According to this model black holes always become white holes as the arrow of time reverses yet there are two distinct possibilities. For small black and white holes the arrow of time always flows in, while for large ones it always flows out. This is not inconsistent. The arrow of time must be most strongly influenced by the largest singularity in the past light cone. The full explanation will have to await a more unified theory of physics. The effects of quantum gravity near a singularity must determine the extent of its homogeneity and low entropy. Over all the universe is not governed by temporal causality. Time flows in both directions. For example, the near flatness of the universe near the big bang is due to influence from the future, not the past.
Occam's razor does not have a very good track record in cosmology. Usually space turns out to contain more complexity than we imagined before we looked.

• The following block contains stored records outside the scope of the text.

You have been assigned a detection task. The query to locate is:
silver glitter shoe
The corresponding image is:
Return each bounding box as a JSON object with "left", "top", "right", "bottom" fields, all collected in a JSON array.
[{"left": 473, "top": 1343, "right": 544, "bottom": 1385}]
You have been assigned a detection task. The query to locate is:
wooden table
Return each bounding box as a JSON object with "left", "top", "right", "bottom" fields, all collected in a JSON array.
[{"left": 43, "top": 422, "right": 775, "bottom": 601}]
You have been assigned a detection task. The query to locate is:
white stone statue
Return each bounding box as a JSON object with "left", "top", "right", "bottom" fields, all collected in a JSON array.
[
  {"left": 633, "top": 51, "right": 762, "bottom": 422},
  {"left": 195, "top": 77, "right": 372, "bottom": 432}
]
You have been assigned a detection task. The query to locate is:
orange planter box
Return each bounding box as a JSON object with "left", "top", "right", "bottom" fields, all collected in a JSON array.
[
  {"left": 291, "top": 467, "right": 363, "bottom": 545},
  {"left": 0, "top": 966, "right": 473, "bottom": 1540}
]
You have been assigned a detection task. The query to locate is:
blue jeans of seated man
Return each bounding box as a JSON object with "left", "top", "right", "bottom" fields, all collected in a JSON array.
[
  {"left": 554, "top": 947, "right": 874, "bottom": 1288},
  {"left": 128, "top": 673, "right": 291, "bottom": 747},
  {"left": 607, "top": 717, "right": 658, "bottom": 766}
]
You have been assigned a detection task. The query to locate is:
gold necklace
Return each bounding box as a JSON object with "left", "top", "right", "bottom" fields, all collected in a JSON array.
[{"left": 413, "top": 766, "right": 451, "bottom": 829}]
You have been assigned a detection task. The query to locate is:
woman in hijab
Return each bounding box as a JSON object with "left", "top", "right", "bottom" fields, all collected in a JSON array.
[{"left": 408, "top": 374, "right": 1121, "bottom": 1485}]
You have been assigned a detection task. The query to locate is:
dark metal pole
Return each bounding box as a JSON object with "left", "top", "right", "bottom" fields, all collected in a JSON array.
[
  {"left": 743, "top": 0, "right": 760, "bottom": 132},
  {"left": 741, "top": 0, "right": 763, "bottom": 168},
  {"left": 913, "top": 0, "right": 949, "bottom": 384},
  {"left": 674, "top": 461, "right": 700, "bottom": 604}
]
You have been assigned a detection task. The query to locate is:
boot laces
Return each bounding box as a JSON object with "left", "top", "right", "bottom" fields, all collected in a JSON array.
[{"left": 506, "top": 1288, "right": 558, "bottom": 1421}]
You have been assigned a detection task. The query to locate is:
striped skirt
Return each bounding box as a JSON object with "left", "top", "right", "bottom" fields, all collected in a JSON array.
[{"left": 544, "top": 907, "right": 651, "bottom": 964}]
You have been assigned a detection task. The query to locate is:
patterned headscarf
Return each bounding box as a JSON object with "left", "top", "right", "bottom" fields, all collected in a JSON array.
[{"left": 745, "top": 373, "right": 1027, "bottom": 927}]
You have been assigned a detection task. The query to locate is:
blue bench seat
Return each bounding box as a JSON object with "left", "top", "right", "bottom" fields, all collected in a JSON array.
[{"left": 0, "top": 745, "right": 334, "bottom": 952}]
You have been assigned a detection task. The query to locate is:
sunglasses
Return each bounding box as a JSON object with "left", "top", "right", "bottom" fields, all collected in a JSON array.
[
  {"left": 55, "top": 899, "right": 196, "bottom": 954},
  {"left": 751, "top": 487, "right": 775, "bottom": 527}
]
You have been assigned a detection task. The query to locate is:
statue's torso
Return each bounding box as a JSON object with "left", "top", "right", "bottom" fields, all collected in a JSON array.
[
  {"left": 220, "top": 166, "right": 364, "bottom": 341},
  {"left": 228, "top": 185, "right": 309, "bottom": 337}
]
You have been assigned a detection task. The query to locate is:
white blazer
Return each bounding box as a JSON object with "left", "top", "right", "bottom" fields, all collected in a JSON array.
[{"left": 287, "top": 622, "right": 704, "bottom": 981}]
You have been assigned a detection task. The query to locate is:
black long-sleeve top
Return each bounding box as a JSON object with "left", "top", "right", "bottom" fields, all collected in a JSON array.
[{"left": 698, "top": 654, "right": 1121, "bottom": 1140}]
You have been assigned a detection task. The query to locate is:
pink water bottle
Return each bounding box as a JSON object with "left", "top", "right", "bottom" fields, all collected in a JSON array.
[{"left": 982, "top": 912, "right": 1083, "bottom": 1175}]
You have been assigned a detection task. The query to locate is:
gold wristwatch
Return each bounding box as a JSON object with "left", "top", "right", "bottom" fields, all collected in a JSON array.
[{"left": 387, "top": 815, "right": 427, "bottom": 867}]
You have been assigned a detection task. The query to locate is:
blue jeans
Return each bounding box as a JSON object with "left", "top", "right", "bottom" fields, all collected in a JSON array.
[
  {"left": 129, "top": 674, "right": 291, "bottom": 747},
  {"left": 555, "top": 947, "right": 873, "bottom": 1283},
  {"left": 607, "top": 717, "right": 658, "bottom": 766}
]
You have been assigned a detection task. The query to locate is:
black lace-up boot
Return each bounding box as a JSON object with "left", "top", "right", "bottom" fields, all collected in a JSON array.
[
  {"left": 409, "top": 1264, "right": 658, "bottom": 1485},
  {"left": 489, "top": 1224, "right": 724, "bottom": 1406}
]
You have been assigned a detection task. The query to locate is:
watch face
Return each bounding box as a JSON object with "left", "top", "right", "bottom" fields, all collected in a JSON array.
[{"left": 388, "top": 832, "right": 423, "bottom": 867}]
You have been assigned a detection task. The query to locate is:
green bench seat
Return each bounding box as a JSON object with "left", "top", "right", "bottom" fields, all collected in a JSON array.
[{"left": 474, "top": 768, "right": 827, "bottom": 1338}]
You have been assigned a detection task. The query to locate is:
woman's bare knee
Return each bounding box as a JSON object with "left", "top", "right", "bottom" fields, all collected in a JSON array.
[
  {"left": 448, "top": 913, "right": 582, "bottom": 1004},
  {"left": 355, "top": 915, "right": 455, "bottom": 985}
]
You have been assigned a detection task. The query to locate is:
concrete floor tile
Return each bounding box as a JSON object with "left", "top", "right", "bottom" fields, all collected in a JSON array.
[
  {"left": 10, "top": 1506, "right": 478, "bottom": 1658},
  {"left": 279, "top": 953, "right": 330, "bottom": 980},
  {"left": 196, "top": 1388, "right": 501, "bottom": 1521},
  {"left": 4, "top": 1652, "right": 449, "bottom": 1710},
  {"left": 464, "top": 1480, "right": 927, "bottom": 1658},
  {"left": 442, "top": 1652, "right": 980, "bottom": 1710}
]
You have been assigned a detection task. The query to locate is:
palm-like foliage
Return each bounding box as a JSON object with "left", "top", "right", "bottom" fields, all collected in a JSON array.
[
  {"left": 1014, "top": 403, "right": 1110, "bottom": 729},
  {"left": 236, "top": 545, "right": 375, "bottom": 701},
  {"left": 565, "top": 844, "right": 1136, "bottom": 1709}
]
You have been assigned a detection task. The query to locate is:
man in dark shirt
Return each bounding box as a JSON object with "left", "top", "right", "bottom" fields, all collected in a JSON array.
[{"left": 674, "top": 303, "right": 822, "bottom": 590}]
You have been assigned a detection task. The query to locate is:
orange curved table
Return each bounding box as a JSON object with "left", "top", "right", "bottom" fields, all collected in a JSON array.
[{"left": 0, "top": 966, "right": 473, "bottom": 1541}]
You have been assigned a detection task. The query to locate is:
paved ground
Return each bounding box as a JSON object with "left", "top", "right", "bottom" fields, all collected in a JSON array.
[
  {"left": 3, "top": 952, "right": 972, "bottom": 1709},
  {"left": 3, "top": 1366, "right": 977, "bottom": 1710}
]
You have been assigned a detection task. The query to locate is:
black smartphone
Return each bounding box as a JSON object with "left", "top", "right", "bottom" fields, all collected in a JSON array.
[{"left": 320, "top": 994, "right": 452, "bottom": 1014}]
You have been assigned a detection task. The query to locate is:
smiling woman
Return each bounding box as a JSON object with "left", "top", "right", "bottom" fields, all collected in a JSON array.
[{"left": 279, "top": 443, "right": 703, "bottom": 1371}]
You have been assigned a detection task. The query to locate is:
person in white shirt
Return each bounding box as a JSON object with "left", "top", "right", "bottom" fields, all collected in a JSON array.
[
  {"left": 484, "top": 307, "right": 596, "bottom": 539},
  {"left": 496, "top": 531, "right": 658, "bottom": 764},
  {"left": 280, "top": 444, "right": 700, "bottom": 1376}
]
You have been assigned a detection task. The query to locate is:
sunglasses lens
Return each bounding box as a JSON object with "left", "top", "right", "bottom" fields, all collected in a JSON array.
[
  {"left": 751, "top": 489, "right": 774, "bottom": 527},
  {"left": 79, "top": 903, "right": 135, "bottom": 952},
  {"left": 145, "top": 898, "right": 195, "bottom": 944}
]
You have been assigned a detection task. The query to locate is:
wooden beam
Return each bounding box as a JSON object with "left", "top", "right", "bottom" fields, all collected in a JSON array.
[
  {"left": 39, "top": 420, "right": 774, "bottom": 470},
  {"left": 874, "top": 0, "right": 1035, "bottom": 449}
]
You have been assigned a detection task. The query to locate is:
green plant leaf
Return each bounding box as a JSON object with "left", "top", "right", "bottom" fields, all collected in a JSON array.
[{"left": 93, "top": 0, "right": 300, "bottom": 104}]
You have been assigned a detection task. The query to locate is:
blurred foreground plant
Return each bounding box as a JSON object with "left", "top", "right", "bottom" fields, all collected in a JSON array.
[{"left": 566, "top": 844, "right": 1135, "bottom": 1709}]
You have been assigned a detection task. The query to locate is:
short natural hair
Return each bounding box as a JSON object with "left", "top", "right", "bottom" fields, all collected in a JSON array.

It will be billions of years before we are able to see beyond the current horizon defined by the speed of light. In the shorter term, theory is our only hope to know what the structure of space-time is like on very large scales.
Traditionally physicists have simply said that such universes must be ruled out because if we could travel back to our past we could change our history, which seems to raise contradictions. Recently some physicists have started to question this assumption. It seems possible that quantum mechanics may allow closed time like curves through space-time wormholes to be constructed, at least in principle. The contradictions which were thought to be a consequence of time travel do not stand up to close examination.
Perhaps it would be possible to travel back to the past and see our parents but some chance event would prevent us from being able to change their lives in ways which we know never happened. If that is a correct interpretation then it attacks our faith in our own free will.
There is perhaps little that we can conclude reliably about causality from our current understanding of physics. Only when we have found and understood the correct theory for quantum gravity will we be able to know the truth. We may be prevented from finding that theory if we hold fast to our prejudices.